A coalition of supporters of ousted president Mohamed Morsi has vowed to continue protesting against the country’s interim government despite Thursday’s bomb attack against the interior minister.
The National Alliance to Support Legitimacy, which is led by Morsi's Muslim Brotherhood, called for demonstrations on Friday to continue pressing for its demands, primarily reinstating Morsi, who was ousted by the military in 3 July amid mass popular protests against him.
Minister Mohamed Ibrahim survived an assassination attempt when a bomb detonated near his convoy in eastern Cairo on Thursday morning. At least 21 people, including six security officers and a child, were injured. Several shops and vehicles were also damaged in the blast.
In a statement on Thursday, the group asserted that it “maintains peacefulness in all its events.”
It called on its supporters not “to lose hope as time goes by… and not to be dragged into violence…” saying that it would continue to protest under the banner “the people protect their revolution.”
In response to the bomb attack, Egypt’s government has said that it will continue to stand firm against "whoever tries to attack the state's security or the Egyptian people."
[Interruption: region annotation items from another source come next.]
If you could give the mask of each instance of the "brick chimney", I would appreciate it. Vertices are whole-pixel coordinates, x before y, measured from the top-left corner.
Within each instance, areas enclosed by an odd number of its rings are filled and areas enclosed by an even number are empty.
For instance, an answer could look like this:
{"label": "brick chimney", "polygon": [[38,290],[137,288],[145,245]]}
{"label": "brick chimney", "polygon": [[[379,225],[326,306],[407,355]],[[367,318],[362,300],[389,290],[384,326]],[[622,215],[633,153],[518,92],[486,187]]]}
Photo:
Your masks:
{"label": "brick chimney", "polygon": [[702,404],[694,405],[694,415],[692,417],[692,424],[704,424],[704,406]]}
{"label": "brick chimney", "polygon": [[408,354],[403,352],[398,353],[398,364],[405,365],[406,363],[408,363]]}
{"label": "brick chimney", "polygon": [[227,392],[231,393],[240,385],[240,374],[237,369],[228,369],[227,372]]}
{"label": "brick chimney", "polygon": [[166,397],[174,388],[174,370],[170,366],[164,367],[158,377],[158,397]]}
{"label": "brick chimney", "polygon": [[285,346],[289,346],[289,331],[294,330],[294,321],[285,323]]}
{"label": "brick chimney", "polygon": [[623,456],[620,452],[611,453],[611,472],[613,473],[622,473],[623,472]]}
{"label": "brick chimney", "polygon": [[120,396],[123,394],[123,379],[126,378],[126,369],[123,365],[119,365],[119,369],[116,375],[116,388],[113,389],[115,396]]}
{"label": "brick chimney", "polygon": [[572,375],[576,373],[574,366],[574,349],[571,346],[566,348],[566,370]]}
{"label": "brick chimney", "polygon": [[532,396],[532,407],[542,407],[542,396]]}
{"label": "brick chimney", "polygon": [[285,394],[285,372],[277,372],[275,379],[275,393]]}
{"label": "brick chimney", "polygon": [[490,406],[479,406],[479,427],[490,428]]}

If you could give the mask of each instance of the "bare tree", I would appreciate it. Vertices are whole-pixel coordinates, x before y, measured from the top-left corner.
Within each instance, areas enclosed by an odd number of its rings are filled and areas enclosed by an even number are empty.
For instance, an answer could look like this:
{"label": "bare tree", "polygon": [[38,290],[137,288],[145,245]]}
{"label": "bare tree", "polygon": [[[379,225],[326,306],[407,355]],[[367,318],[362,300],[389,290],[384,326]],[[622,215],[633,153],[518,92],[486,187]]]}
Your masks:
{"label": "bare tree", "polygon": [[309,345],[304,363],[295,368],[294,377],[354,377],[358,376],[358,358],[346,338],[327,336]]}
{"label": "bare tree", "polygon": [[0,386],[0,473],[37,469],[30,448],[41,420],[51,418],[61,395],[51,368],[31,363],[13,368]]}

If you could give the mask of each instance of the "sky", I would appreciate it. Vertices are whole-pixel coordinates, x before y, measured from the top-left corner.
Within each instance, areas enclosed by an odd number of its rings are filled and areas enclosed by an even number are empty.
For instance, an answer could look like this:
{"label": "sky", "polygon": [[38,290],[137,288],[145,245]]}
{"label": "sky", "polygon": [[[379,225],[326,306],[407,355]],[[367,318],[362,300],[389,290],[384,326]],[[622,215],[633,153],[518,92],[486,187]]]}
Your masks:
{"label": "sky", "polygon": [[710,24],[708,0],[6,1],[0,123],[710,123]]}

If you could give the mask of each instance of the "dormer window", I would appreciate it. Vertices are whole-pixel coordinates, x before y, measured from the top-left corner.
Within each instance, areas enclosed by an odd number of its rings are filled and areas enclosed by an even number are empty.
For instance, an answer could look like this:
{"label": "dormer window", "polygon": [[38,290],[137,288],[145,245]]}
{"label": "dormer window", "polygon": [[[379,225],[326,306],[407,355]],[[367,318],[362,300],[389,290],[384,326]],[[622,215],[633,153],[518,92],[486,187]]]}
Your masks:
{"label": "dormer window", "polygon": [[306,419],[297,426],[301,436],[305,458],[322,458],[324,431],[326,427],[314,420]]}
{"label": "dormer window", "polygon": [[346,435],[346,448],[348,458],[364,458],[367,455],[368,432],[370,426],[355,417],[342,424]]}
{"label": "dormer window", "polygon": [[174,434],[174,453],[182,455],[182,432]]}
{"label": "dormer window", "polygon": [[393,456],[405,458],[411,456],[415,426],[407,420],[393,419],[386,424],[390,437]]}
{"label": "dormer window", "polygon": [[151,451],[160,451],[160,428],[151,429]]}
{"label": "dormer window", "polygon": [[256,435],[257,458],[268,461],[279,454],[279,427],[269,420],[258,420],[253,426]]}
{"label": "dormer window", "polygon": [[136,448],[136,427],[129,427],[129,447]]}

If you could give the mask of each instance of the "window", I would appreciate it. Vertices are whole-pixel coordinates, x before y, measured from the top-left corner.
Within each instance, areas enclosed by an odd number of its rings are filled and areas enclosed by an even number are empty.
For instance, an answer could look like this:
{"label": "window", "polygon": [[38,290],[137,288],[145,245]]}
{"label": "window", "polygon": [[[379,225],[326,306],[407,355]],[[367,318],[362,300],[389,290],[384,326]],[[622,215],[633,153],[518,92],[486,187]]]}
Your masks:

The alliance in its statement condemned the attack on Ibrahim.
“The alliance stresses that it is against all acts of violence, even if they target those who commit crimes against the people, because we aim to uphold the state of law,” read the statement.
The alliance has repeatedly condemned the interior ministry for its treatment of pro-Morsi protesters since Morsi's ouster.
A nightly curfew and a state of emergency were imposed following the crackdown, and in recent weeks many Brotherhood leaders and allies have been arrested and charged with a variety of offences related to inciting violence.
Regular violent attacks on security forces in Sinai since Morsi's ouster, which have killed dozens of policemen, have also been blamed by the government on the Brotherhood, although the group has denied any link with the violence.
“The alliance expects that acts [such as the bomb attack] could be used to extend the state of emergency and expand brutality, repression and arrests pursued by the coup’s authorities,” it added in its statement.